Monday, September 26, 2011

The Cake


You wouldn't know from its looks, but this just might be the most expensive birthday cake I have ever made:

One trip to Idaho Falls to the only store around that carries Hulk and Wolverine action figures;

Plus four action figures, because of course Hulk and Wolverine don't ever appear in the same package together (I'm sure it's part of some grand conspiracy, but I don't have time to figure out which one);

Plus a hot pretzel, lunch, and pie, because spending the day in Idaho Falls makes a girl and her boy hungry.

All for this very plain (ugly) creation.

And it crossed my mind a few times that for the price, I could have had one bakery-made that was actually cute. But I am hoping that someday when Sylas is 16, and he's feeling rebellious and misunderstood and generally picked-on, he will remember this cake. And with the remembering, everything will just "click", and he will suddenly realize who he is, where he is going, and all other mysteries of the teenage Universe.

And you just can't put a price on that.

(plus he was really excited about his cake last night, so if my high hopes don't pan-out, whatever)





3 comments:

Sharlee said...

I think it looks great. What is spread on top of that cake?
I was just thinking on my walk this morning about how if teenagers would remember all the things their mamas and papas did for them when they were littler they may feel more loved and was thinking about getting the old photos out and journals. I'm not sure I have secured "memories" in my boys' minds. If you don't talk about events and look at pictures every so often, you might not remember. So... good job taking a picture to make it last longer.

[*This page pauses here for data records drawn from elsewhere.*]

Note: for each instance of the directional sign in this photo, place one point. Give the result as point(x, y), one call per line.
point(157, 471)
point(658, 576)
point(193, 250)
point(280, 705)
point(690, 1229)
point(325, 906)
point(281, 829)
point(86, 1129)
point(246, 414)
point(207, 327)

Sawdust and Paperscraps said...

The birthday boy loved it and that's all that matters.

Also, I need to pull out my pictures because I know we have a good character building cake experience in our past and we're about to need it!

Kimi Lou said...

How is it that our kids ever grow up without knowing how much they are loved and how much we sacrifice for them; their comfort, their benefit, their happiness? HOW?! And how did I not understand all that our parents did to make my life sweet and good either?
(I have resorted to pointing out my "charitable acts" in their behalf, or saying, "Because I love you..." Help or hinderance? Stilman will be 16 in just two short years so...guess we'll find out.